A researcher found that Meta’s popular open source PyTorch framework used self-hosted runners in its GitHub repository, against best practice, and was able to exploit this to steal secrets that would enable compromise of the release code.
Security engineer John Stawinski IV described the attack in a post last week, explaining that it “resulted in the ability to upload malicious PyTorch releases to GitHub, upload releases to AWS, potentially add code to the main repository branch, backdoor PyTorch dependencies” and more.
The key weakness in this attack is the use of self-hosted runners. A runner is a virtual machine used to execute processes in GitHub Actions, widely used as part of CI/CD (continuous integration/continuous delivery) processes.

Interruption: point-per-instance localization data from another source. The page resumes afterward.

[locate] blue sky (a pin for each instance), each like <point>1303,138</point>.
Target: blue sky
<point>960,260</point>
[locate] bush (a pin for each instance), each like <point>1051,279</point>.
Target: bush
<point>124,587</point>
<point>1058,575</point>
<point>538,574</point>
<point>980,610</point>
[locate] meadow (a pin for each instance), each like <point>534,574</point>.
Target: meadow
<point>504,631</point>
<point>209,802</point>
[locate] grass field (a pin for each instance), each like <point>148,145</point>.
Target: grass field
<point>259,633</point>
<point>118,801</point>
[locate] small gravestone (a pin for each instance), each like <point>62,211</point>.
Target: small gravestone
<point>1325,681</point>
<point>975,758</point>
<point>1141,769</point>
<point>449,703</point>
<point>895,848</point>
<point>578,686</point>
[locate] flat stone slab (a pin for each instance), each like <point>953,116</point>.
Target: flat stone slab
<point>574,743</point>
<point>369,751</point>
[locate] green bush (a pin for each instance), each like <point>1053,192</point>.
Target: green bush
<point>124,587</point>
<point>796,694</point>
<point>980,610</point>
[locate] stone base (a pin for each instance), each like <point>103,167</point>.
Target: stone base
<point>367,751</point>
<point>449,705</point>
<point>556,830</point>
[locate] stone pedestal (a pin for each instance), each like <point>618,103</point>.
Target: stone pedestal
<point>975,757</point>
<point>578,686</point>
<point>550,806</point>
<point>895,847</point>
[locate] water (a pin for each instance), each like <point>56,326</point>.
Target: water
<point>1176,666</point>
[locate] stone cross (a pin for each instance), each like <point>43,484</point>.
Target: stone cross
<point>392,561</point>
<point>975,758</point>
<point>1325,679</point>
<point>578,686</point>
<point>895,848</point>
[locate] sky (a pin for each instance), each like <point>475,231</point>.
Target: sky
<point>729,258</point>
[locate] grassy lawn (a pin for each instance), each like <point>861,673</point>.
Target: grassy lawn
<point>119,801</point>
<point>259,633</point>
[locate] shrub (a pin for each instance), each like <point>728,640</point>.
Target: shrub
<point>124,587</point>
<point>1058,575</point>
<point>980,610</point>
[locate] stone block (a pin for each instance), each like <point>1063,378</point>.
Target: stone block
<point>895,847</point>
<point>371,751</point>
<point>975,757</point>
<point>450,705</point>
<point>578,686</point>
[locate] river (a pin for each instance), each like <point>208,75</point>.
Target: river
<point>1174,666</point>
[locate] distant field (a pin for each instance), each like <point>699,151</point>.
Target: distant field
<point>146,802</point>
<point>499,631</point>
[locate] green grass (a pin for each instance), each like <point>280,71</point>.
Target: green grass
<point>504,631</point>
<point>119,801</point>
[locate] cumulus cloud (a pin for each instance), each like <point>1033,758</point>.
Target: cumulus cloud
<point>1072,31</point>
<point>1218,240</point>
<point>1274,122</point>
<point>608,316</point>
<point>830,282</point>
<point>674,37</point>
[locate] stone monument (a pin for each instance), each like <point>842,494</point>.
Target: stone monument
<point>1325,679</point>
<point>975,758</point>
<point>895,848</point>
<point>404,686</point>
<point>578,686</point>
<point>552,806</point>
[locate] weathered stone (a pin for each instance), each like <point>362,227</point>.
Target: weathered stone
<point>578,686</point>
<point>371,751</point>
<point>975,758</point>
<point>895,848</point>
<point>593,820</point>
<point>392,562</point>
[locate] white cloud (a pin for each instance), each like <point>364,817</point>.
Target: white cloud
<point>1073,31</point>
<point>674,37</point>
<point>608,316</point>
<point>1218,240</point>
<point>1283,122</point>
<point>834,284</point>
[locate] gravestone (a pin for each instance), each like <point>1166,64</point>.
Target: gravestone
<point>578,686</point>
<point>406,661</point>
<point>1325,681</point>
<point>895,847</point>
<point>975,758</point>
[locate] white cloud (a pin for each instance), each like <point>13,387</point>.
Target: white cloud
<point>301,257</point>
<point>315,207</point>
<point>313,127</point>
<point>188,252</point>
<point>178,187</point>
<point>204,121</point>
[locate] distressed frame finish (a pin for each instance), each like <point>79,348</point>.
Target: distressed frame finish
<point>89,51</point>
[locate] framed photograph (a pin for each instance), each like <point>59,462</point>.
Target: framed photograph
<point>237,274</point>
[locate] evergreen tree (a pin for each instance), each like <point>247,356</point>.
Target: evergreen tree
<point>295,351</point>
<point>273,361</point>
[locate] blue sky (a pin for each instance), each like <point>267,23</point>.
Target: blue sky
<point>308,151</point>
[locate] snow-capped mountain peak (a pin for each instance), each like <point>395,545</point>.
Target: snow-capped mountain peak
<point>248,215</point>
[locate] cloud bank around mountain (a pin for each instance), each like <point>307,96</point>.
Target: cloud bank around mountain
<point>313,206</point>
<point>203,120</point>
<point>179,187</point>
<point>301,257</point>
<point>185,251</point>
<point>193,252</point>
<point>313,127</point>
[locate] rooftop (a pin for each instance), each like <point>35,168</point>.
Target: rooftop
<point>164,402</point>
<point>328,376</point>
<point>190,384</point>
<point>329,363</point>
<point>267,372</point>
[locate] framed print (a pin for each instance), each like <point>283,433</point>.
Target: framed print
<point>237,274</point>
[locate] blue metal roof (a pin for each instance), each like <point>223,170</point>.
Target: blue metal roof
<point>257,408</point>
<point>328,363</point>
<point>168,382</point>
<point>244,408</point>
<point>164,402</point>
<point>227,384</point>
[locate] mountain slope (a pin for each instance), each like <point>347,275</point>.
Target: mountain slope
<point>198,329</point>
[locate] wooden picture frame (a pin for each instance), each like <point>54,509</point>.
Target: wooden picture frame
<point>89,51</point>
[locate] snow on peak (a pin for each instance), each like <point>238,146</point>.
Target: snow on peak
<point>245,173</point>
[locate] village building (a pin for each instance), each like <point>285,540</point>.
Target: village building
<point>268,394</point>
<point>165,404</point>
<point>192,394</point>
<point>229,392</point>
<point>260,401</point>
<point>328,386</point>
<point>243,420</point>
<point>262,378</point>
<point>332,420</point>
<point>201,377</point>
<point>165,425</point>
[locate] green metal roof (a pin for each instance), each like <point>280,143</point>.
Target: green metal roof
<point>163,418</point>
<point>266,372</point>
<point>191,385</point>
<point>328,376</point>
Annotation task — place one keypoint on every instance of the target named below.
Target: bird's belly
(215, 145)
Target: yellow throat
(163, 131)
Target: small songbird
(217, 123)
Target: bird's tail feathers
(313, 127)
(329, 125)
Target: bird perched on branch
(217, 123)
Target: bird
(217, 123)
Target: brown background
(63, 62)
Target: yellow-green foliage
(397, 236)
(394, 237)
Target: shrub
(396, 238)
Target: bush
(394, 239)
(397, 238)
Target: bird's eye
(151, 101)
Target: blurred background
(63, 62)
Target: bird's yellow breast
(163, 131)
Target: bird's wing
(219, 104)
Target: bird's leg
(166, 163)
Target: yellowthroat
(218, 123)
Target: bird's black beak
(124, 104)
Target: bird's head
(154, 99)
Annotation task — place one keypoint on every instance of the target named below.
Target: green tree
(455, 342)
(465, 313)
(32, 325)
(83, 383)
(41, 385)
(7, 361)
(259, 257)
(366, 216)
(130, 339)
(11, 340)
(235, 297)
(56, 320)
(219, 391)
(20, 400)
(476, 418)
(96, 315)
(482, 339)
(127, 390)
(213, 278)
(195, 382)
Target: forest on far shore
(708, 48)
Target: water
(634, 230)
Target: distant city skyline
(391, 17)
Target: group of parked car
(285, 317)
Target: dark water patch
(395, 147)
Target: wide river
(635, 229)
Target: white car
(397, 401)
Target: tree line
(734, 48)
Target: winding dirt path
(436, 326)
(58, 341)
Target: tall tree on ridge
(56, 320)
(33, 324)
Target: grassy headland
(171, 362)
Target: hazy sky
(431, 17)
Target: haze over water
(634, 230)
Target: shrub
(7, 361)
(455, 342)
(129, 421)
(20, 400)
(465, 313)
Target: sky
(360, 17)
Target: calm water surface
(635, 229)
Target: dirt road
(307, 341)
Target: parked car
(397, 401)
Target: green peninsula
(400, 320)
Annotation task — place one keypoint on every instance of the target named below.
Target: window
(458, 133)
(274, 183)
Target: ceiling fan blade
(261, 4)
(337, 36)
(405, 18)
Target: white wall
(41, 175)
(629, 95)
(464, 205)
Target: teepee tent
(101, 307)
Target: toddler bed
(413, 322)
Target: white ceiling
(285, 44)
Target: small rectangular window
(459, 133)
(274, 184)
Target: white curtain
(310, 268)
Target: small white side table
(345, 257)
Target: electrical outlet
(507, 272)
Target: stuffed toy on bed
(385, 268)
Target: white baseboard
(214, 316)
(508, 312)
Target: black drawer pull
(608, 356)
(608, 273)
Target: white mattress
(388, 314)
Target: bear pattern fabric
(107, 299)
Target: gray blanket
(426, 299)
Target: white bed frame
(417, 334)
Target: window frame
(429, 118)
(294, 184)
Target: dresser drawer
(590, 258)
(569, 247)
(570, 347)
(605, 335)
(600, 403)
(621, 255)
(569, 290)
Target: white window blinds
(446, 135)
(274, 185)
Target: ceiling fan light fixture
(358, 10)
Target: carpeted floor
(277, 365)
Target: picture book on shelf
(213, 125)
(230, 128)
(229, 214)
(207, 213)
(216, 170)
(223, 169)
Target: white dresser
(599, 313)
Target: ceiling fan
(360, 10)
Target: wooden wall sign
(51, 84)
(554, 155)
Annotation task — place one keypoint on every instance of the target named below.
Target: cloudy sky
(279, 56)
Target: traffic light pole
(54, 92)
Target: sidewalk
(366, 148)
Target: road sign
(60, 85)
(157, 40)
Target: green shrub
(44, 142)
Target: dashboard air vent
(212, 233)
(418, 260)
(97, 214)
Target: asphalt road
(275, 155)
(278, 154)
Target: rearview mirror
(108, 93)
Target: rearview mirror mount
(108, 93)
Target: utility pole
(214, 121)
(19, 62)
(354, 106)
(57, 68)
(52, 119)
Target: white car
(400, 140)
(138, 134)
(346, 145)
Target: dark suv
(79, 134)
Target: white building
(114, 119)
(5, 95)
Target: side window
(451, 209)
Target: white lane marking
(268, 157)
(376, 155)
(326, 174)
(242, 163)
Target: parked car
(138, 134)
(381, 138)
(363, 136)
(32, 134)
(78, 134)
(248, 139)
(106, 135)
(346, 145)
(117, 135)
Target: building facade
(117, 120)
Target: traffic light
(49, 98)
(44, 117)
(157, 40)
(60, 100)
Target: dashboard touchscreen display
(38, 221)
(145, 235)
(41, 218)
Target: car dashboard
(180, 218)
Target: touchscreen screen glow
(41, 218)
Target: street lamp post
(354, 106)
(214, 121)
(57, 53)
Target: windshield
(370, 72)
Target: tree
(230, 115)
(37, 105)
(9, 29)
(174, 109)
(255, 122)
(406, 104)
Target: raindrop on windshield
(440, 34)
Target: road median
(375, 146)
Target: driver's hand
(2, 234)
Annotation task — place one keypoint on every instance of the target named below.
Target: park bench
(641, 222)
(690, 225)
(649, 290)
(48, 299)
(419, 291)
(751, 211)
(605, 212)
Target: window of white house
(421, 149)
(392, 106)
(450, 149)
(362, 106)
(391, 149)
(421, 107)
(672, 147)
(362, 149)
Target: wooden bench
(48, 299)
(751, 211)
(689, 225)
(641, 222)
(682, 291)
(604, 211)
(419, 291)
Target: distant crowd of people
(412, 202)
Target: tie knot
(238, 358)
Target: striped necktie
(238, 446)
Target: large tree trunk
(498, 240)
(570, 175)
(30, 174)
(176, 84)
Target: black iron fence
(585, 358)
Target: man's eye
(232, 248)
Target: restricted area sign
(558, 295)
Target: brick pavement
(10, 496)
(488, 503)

Actions can be triggered when code is committed to a repository, or by a variety of other events including pull requests. A pull request might come from anyone who has forked the repository.
Most runners are hosted by GitHub, in which case they are ephemeral, fired up once for a job and then deleted. Self-hosted runners, as the name implies, are located outside GitHub and have more flexibility, since they can be customized by the organization using them. Unlike GitHub-hosted runners, a clean instance is not required for each job. Instead, the same instance may be used for many jobs.
GitHub warns that “untrusted workflows running on your self-hosted runner pose significant security risks for your machine and network environment, especially if your machine persists its environment between jobs.” The company recommends that self-hosted runners are only used by private repositories.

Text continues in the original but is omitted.